Welcome Giacomo. I am so happy that you have returned to visit my blog again with another new book. Thanks for agreeing to answer a few questions while you're here. Tell us about a favorite character from a book.
This is a tough question. There are so many great characters. I think I’d have to say it’s a toss up between Edmond Dantes, from The Count of Monte Cristo, and Mara of the Acoma, from a SciFi/Fantasy series Janny Wurts did—the Empire Trilogy.
Mara was a young woman prepared to enter the priesthood when a tragedy called her home for family duties. Janny Wurts created one of the deepest characters I’ve seen in books. An excellent series.
Where do you dream of traveling to and why.
This is an easy one. Italy. We’ve been to Rome, Sorrento, Naples, Capri…but there are so many parts we haven’t seen. As to why, besides the obvious connection of me being Italian, it is everything else—the food, the sights, the people, the history. I’m a huge fan of ancient history which makes walking down almost any street in Italy a joy to behold. And the artwork…and buildings… I should have been born there.
Tell us about your next release.
The next release should be in March. It is called Murder Has Consequences, and it is the sequel to my first novel, Murder Takes Time. After that, probably in May, I’ll release the first book in a new series.

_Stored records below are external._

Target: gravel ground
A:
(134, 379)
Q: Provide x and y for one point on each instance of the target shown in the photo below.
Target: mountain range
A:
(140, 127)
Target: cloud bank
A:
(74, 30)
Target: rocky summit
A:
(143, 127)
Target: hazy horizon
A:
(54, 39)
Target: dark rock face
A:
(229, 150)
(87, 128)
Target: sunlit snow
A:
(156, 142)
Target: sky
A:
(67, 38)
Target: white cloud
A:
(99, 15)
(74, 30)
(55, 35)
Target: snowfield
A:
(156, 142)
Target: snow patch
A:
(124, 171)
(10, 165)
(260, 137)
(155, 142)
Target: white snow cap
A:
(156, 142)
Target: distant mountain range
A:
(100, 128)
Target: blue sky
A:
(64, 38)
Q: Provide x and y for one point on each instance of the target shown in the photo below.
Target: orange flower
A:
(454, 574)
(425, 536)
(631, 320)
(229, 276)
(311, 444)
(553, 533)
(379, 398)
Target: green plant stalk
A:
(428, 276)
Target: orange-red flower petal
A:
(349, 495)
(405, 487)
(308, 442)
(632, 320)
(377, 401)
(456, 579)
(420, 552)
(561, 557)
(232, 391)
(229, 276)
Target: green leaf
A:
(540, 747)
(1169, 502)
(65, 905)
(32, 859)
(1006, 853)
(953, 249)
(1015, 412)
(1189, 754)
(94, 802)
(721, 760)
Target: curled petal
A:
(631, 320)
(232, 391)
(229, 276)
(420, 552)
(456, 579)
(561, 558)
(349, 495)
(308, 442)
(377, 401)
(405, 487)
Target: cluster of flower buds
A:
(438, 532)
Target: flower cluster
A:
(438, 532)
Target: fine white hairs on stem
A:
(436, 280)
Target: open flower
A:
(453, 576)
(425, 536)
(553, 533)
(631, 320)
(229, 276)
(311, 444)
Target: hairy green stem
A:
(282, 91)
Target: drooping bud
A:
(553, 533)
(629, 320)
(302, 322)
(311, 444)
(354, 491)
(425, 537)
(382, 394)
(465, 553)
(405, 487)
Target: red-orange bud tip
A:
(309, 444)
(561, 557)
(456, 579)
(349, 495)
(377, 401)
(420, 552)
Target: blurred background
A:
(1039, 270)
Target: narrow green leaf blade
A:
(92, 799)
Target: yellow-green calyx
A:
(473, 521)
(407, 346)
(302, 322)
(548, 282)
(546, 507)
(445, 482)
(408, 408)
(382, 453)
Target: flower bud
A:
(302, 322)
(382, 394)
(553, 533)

When in the day/night do you write? How long per day?
I almost always write at night, and it is usually fairly late, after my wife goes to bed. I don’t write every day. Depending on what I have to do, it might be a few weeks between writing sessions.
What are you passionate about these days?
My family—kids, grandkids, siblings, nephews/nieces, all of them. And our animals. My wife and I have an animal sanctuary with 46 animals, so they are now our babies. It is a lot of work to take care of that many animals, and it’s even more money, but we find they’re worth it.
How do you react to a bad review of your book?
Obviously, I’m not fond of bad reviews, but I normally reach out and thank the person who left the review. I know that not everyone is going to like my book; that goes without saying, and I am appreciative of the readers who take the time to leave a review. I just wish more people would do it, and try to leave a constructive review. The reviews that bother me are the ones that simply leave a bad rating without any words. It helps no one. Not the reader or the author. A well-written review, whether positive or negative, should provide guidance for both potential readers and for the author.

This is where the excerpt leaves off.